Est-il bien raisonnable de faire comme s’il n’existait
pas, alors qu’il traite “la légende noire de la colonisation”
«d’escroquerie historique» ? Jusques-à
quand faudra-t-il attendre pour que perce la question
qui fut pourtant enfin posée à propos du régime de
Vichy, celle qui commence à émerger pour l’Algérie à
l’occasion de la torture? Que ne faisons-nous notre
métier d’historiens sur notre ancien pré-carré, par
un travail de fond tel que celui aujourd’hui bien
engagé sur l’ancien terrain de notre voisin belge,
au Rwanda et au Burundi, voire au Congo ? Le
cas est exemplaire, car dès 1961 une étude superbe
de précisions et de rigueur fut écrite sur l’histoire
lamentable du Congo de Léopold mais sous un pseudonyme,
tant le sujet paraissait alors brûlant. Réédité récemment sous
le vrai nom de l’auteur, l’ouvrage n’eut guère plus
de retentissement. Il fallut la flamme d’un journaliste
de talent pour faire de cette histoire tragique un
best-seller, d’abord en anglais, puis récemment en
français. Depuis, l’opinion belge
ose enfin aborder cette phase difficile de son histoire.

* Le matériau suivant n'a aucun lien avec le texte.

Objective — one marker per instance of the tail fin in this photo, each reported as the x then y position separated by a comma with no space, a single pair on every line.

Qu’attendons-nous pour en faire autant en francophonie
française, au lieu de ne même pas prêter attention
à ce que des militants abordent néanmoins, qui se
font traiter d’affabulateurs et traîner en justice
par des dictateurs dont nous savons, en historiens,
à quel point ils furent peu recommandables? Au Congo-Brazzaville, au Tchad, en
Centrafrique, au Togo, au Gabon, voire au Burkina-Faso
ou au Sud du Sénégal (Casamance), se sont passés nombre
d’événements encore à peu près ignorés qui trouvent
leurs racines dans une histoire tourmentée où la responsabilité
coloniale tient largement sa place. Des études scientifiques
de haut niveau existent sur plusieurs de ces régions,
mais qui sont restées et demeurent confinées dans
un cercle au demeurant étroit de spécialistes. Elles
n’en ont pas moins procédé à un dépouillement d’archives
considérables restées jusqu’alors en friche. Comment
réactiver tout ce savoir publié mais aujourd’hui à
nouveau oublié, et le faire enfin accepter par le
plus grand nombre ? Car quel fut et quel demeure,
tant qu’un examen de portée plus générale n’aura pas
été entrepris, le regard que les Français (et leurs
historiens) portent sur l’histoire de leur propre
racisme anti-noir ?
Ainsi, l’incompréhension mutuelle, voire les insultes, dénaturent le
débat qui vire à la polémique, et chacun risque d’oublier
la qualité primordiale du chercheur : le doute scientifique.
Ce raidissement racial n’augure rien de bon. Les vieux
réflexes du colonisé et du colonisateur sont exploités
de part et d’autre, et cela est d’autant plus absurde
que ces réactions apparaissent aujourd’hui d’un autre
âge. Espérons que nos nouvelles générations vont
y mettre promptement fin. Mais ce n’est sans doute
pas un hasard si la communauté scientifique internationale
redécouvre aujourd’hui les travaux de Georges Balandier
sur cette question centrale de la «situation coloniale».